Alannah is a recent graduate from the University of Wyoming with backgrounds in environmentalism, international studies, photography and cooking. She is passionate about the intersections of her interests and continuously finds value in deeper explorations into the connections that weave us and our environments together. Alannah is currently traveling the West Coast, exploring new places and herself. She hopes to share her journey, healing, questions and connections with readers here and beyond!
Realizing My Change
In the last month, my trip ended and I returned to both the town that held my childhood and also my college town. Being back has been a fascinating dichotomy: challenging upwellings of my past and newfound supportive shifts towards healing. Being here now feels like I’ve entered an alternate reality. I knew these towns intimately. They held me for some of the most difficult times of my life. It almost feels wrong to be here and be happy now. But I am.
As I reflect on how my entire reality has shifted to this point I keep returning to the concept of capacity. In my last article, titled Personal Seasons, I explored the importance of the gradual undercurrent of slow, every day change. As I transition out of what felt like a beautiful sphere of separated development and every day unseen change (almost a retreat) back into the life I used to know, I am starting to see the flashy changes and new realities. Existing differently in this space has also led me to question why I couldn’t be confident in who I was when I went to college here, or when I went to high school. Again, I believe it comes back to having increased capacity.

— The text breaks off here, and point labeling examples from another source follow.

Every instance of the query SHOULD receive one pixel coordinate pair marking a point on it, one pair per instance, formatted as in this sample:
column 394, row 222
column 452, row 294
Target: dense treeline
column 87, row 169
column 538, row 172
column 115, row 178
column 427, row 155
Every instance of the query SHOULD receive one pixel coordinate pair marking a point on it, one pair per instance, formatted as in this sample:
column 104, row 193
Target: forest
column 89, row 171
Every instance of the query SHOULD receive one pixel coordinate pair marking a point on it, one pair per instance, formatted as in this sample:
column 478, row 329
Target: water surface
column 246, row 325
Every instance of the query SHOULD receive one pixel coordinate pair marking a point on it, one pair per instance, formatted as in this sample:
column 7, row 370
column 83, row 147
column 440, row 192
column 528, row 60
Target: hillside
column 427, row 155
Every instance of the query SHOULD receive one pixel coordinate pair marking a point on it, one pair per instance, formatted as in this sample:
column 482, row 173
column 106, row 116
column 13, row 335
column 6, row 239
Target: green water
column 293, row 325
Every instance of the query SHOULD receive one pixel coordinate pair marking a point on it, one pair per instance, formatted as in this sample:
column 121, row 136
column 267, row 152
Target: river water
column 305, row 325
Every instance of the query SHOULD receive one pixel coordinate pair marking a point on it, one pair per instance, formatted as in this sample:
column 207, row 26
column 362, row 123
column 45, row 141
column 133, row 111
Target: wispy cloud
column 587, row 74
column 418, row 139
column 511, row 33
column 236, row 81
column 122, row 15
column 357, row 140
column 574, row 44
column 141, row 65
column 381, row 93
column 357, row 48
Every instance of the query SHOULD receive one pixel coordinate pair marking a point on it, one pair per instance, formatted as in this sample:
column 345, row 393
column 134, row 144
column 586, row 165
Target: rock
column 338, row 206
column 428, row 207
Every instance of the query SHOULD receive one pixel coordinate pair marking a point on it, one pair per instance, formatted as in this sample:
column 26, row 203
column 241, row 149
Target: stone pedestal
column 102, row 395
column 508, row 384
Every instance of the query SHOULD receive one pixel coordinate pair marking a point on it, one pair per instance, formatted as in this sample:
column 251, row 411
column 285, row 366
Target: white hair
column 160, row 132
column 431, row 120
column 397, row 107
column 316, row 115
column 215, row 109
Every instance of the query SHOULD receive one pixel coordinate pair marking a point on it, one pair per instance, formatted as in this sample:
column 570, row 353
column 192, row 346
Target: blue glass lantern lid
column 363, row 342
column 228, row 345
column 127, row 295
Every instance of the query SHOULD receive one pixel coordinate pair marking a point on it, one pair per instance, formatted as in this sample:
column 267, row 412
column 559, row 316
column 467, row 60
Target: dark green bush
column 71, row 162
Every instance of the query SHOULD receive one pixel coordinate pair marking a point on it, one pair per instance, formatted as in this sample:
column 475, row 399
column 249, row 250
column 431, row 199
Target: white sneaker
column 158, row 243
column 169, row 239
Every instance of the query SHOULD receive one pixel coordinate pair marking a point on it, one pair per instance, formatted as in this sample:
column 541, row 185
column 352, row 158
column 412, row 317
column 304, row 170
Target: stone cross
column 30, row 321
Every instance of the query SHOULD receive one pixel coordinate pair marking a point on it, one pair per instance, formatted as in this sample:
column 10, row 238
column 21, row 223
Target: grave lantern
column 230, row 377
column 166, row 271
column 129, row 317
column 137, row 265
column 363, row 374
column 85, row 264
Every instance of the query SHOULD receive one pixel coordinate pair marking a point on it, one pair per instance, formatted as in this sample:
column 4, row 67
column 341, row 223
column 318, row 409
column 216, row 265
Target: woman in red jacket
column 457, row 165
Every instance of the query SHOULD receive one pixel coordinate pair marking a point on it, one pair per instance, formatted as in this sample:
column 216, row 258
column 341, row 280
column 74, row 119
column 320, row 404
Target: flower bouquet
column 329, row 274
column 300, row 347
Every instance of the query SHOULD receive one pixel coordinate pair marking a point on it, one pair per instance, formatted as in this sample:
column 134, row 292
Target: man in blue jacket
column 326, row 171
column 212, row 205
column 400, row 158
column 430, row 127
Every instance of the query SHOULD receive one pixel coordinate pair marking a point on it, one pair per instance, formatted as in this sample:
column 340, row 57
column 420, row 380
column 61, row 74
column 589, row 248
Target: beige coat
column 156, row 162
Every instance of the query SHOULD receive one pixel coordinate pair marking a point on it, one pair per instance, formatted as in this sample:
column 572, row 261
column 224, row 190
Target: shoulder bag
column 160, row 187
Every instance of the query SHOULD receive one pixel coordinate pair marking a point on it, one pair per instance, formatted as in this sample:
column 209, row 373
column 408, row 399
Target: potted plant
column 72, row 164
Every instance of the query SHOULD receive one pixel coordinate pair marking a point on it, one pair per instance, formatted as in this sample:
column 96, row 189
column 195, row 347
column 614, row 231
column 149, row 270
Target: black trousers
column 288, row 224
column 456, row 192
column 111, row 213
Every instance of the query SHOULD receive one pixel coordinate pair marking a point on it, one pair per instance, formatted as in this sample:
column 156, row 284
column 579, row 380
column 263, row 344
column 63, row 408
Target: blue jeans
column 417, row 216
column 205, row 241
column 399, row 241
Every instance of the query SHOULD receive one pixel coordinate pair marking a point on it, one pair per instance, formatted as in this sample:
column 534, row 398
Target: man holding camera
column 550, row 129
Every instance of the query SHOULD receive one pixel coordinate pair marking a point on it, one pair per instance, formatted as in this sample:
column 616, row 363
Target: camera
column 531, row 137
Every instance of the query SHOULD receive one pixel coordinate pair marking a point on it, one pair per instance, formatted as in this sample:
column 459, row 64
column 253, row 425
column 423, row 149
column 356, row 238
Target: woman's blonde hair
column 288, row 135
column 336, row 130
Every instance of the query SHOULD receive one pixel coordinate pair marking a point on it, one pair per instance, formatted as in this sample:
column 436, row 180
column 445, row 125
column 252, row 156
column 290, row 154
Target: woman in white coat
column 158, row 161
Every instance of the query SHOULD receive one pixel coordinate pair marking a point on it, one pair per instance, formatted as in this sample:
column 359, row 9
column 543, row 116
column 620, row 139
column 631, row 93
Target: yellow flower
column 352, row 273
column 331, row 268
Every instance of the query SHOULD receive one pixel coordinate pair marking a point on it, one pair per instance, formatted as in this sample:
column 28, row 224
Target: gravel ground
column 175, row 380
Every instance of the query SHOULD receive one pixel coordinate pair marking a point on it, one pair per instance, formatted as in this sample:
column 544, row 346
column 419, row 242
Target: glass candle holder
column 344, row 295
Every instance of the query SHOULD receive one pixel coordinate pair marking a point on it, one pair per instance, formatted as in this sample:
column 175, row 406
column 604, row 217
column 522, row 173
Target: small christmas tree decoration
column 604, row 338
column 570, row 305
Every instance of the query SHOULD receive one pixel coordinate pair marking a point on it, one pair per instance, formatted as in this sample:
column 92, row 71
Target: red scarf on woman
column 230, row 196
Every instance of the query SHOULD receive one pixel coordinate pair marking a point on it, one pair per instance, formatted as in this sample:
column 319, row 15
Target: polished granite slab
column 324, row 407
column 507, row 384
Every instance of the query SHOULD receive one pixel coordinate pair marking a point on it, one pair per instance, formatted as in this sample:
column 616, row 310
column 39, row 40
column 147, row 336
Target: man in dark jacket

“1. Build your confidence. 2. Expand your connections. 3. Improve your competence. 4. Strengthen your character. If character is not strengthening your capacity is weakening. We need to check our leadership for leaks. 5. Increase your commitment.” Sheila Heen
My capacity comes from consciously approaching all areas of my life with the deep intention for self-awareness. It is also a practice of self-compassion. As I began to realize the vast possibilities of life, I started to work backwards, seeing my new ideas as not the end goal but the next step to work towards. I started to see the space between as the delta, the change, the beautiful, undefined process.
The most difficult part was working to meet myself where I am in the moment and to bring awareness to the past that has built who I know myself to be today. I had to forgive myself for ending up in places I didn’t belong. I had to hold myself through the pain of realizing that I had such little hope for myself that I thought I deserved the deep pain that had found me. Deep sadness seeped through the cracks as I broke open these experiences that I believed were ingrained into the foundation of who I am. As I worked with this pain, feeling emotions in a way I haven’t before, the walls that they created within me and between me and this world softened and melted away. I began to find flow in myself.
The peace in this small act of healing gave me the capacity to start to build a new future for myself; a new future self. As I started to honor the excitement of all that I can become, the energy reflected back at me, giving me more strength to attend to the pain of my past and to take better care of myself in the present.
After weeks of wishing for the exponential change I felt I was ready for, I started to find it in the beautiful compounding impact of elevated capacity. I started to realize the true power of internal validation and expanded internal capacity; both concepts led to an air of confidence and self love that is completely new to me.
Being both a writer and an artist I am always searching for images that describe experiences. Thinking through the way capacity has woven its way through my life recently, I have gone through many imagery ideas from staircases to concentric circles to toolboxes and more. The one I landed on now, knowing full well it isn’t the best conceptualization, has been an expanding three dimensional spiral, almost like a cone. I saw a video a few weeks ago discussing how through your healing it feels like you circle back to old patterns and habits. In the video, they discussed how demoralizing that can be.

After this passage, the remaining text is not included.